ベスト プラクティス: Delta Lake

この記事では、Delta Lake を使用する際のベスト プラクティスについて説明します。

Databricks では、予測最適化を使うことをお勧めします。 「Delta Lake の予測最適化」を参照してください。

同じ場所でテーブルを削除して再作成する場合は、常に CREATE OR REPLACE TABLE ステートメントを使う必要があります。 「Delta テーブルのドロップまたは置き換え」を参照してください。

最適化されたデータ スキップにリキッド クラスタリングを使用する

Databricks は、データ スキップ用にデータ レイアウトを最適化するために、パーティション分割、Z オーダー、またはその他のデータ編成戦略ではなく、リキッド クラスタリングを使用することをお勧めしています。 詳しくは、「Delta テーブルにリキッド クラスタリングを使用する」をご覧ください。

ファイルを圧縮する

予測最適化により、Unity Catalo のマネージド テーブルに対して OPTIMIZEVACUUM のコマンドが自動的に実行されます。 「Delta Lake の予測最適化」を参照してください。

Databricks は、OPTIMIZE コマンドを頻繁に実行して、小さなファイルを圧縮することをお勧めしています。

Note

この操作では、古いファイルは削除されません。 それらを削除するには、VACUUM コマンドを実行します。

テーブルの内容またはスキーマを置き換える

場合によっては、Delta テーブルを置き換えたい場合があります。 次に例を示します。

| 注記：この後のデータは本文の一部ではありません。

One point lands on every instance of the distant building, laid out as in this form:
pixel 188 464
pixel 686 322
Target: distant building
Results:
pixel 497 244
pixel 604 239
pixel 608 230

  • テーブル内のデータが間違っていて、内容を差し替える場合。
  • 互換性のないスキーマ変更 (列の型の変更など) を行うために、テーブル全体を書き換えたい場合。

Delta テーブルのディレクトリ全体を削除し、同じパスに新しいテーブルを作成することはできますが、次の理由からお勧めされません

  • ディレクトリの削除は効率的ではありません。 非常に大きなファイルを含むディレクトリは、削除に数時間または数日かかることがあります。
  • 削除されたファイルの内容はすべて失われます。間違ったテーブルを削除すると、復旧は困難です。
  • ディレクトリの削除はアトミックではありません。 テーブルを削除している間に、テーブルを読み込んでいる同時クエリが失敗したり、テーブルの一部が表示されたりすることがあります。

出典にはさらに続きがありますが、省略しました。